Hungarian Mushroom Soup

This was the second part of a meal prepared for the subreddit, /r/52weeksofcooking, where the theme was “mushrooms”. Like I said in the first part of this meal, it was fairly difficult to find a dish where the main ingredient was a mushroom. Even though this is a mushroom soup, I feel that most of the flavour is derived from a lot of the other ingredients which I was totally fine with because it was delicious.

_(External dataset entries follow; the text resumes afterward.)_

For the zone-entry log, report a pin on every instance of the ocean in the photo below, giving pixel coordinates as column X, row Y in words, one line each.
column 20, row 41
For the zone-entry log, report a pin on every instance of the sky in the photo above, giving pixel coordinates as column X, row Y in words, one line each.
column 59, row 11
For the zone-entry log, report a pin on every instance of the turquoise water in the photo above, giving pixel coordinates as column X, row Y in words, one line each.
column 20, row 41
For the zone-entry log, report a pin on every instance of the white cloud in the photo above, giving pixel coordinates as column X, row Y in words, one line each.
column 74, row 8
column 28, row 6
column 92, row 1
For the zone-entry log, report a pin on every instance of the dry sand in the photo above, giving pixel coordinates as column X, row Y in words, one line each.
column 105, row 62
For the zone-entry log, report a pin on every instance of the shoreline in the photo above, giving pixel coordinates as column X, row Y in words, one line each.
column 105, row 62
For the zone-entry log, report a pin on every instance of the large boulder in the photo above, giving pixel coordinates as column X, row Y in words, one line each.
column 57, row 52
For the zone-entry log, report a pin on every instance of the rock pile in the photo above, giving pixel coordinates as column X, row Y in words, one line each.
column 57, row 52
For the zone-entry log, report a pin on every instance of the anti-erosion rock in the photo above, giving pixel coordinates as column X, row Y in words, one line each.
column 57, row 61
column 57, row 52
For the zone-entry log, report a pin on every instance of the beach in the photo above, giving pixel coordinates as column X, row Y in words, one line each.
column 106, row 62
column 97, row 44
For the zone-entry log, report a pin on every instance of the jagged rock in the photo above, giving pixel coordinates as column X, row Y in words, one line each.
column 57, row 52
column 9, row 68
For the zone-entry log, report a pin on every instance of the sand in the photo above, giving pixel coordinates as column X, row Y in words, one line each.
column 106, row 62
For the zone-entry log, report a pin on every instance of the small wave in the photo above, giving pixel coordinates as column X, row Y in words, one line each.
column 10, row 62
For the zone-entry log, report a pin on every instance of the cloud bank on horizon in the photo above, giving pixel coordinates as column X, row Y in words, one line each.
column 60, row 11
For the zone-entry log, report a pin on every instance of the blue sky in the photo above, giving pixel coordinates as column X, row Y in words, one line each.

I use a homemade chicken broth which does not have a lot of salt so if you use store bought, I would reduce the salt amount.

  • Servings: 4-serving
  • Difficulty: easy
  • Print


  • Cuisine: hungarian
  • Course: side dish
  • Cooking Time: 55 mins


4 Tablespoons Unsalted Butter (1/2 stick)
1 White Onion
1 lb Fresh White Mushrooms
2 teaspoons dried Dill Weed
1 Tablespoons Hot Smoked Paprika
1 Tablespoon Soy Sauce
2 1/2 Cups Chicken Broth
1 Cup Whole Milk
3 Tablespoons All-Purpose Flour
1 1/2 teaspoons Kosher Salt
to taste (about 1/2 teaspoon) Ground Pepper
teaspoons 2 Fresh Lemon Juice
1/4 Cup Fresh Parsley
1/2 Cup Sour Cream


  1. Melt the Butter in a large pot over medium heat.
  2. While the Butter is melting, chop the Onion and slice the Mushrooms.
  3. Add the chopped Onion and saute in the Butter for about 5 minutes, stirring occasionally.
  4. Add the sliced Mushroom and saute for an additional 5 minutes, stirring occasionally.
  5. Stir in the Dill, Paprika, Soy Sauce, and Chicken Broth. Reduce heat to low, cover, and simmer for about 15 minutes.
  6. In a small bowl, whisk together the Milk and Flour.
  7. Pour the Milk mixture in the soup, stir well, cover, and simmer for an additional 15 minutes, stirring occasionally.
  8. Chop the Parsley.
  9. Stir in the Salt, Black Pepper, Lemon Juice, Parsley, and Sour Cream. Stir to blend well and allow to heat through still using low heat (about 3 – 5 minutes). Make sure to avoid letting it boil.